The quest for quality

The proposed rule updates and refines requirements for the Hospital Outpatient Quality Reporting (OQR) Program, which is a pay-for-quality data reporting initiative that requires hospitals to meet administrative, data collection, submission, validation, and reporting requirements, or receive a reduction of two percentage points in their annual payment update. This proposed rule also states that in 2018, CMS will publicly display measure data on the Hospital Compare website as soon as possible after the information has been submitted to CMS. Hospitals will have about 30 days to preview their data, CMS said.

CMS is proposing to eliminate the objectives and measures for clinical decision support (CDS) and computerized provider order entry (CPOE) for eligible hospitals and critical access hospitals under the Medicare electronic health record (EHR) incentive program, as well as to reduce the thresholds for some of the remaining objectives and measures in modified stage 2 for 2017 and stage 3 for 2017 and 2018.

"The proposal to reduce measure thresholds is intended to respond to input we have received from hospitals, hospital associations, health systems, and vendors," CMS wrote. "The proposed [changes] focus on reducing hospital administrative burden."

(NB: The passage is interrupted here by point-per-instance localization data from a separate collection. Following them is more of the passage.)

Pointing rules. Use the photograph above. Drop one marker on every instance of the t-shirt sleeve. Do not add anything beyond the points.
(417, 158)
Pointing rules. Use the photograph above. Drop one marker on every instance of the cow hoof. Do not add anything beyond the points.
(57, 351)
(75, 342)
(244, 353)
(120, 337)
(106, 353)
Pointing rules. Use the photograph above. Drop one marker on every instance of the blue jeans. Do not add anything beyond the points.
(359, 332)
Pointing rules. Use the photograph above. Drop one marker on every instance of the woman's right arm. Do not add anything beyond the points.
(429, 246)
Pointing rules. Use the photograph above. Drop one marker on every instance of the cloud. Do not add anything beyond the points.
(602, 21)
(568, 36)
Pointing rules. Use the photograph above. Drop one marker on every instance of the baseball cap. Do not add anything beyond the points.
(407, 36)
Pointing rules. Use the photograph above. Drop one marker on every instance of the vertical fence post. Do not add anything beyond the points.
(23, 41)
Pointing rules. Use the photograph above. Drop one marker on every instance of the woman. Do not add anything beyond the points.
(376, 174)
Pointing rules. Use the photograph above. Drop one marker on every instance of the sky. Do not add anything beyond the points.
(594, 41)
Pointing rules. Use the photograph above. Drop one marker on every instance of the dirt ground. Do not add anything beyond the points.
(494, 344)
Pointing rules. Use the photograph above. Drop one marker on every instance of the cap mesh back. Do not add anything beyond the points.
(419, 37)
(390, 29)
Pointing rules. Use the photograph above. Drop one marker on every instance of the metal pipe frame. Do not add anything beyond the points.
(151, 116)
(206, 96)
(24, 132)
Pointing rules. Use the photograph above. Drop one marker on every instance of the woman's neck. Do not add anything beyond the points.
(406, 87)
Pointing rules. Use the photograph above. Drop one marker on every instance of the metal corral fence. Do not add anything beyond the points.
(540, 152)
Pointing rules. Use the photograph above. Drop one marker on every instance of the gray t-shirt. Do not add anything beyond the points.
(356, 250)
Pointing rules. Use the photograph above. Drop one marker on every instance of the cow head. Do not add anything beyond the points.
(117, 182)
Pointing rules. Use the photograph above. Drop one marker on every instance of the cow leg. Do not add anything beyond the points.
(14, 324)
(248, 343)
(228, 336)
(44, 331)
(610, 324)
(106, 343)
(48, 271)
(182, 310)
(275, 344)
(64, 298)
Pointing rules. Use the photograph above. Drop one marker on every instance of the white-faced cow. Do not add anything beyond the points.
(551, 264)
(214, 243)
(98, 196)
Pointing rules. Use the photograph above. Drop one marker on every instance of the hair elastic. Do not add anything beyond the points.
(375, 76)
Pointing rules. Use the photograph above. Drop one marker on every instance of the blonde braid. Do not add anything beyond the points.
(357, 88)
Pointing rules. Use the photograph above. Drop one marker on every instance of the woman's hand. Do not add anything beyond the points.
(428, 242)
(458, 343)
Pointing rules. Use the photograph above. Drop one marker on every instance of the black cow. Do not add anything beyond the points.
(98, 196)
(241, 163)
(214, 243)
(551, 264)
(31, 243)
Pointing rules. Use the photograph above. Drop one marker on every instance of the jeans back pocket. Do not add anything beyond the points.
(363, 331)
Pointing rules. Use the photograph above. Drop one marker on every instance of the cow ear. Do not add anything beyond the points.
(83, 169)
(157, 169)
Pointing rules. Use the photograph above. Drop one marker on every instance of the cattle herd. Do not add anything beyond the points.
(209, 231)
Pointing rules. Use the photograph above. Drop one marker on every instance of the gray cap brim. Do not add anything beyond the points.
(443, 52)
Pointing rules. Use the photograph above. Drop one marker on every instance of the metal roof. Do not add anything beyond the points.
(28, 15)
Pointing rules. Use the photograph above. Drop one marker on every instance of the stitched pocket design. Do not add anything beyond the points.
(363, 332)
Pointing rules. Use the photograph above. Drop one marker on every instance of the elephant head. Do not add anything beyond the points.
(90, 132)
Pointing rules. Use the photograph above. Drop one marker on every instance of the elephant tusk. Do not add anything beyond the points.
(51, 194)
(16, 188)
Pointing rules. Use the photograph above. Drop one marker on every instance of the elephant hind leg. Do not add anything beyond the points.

CMS is also suggesting a one-time "significant hardship" exception from the 2018 payment adjustment for new 2017 electronic health record incentive program participants who are transitioning to the Merit-Based Incentive Payment System (MIPS).

"Eligible professionals who have not successfully demonstrated meaningful use in a prior year, intend to attest to meaningful use for an EHR reporting period in 2017, and intend to transition to MIPS ... in 2017, can apply for a significant hardship exception from the 2018 payment adjustment," the agency said.

The ACR said it plans to conduct a detailed analysis of the proposed rule in the coming days. In the meantime, the document will be published in the Federal Register on July 14. CMS is accepting comments on it until September 6.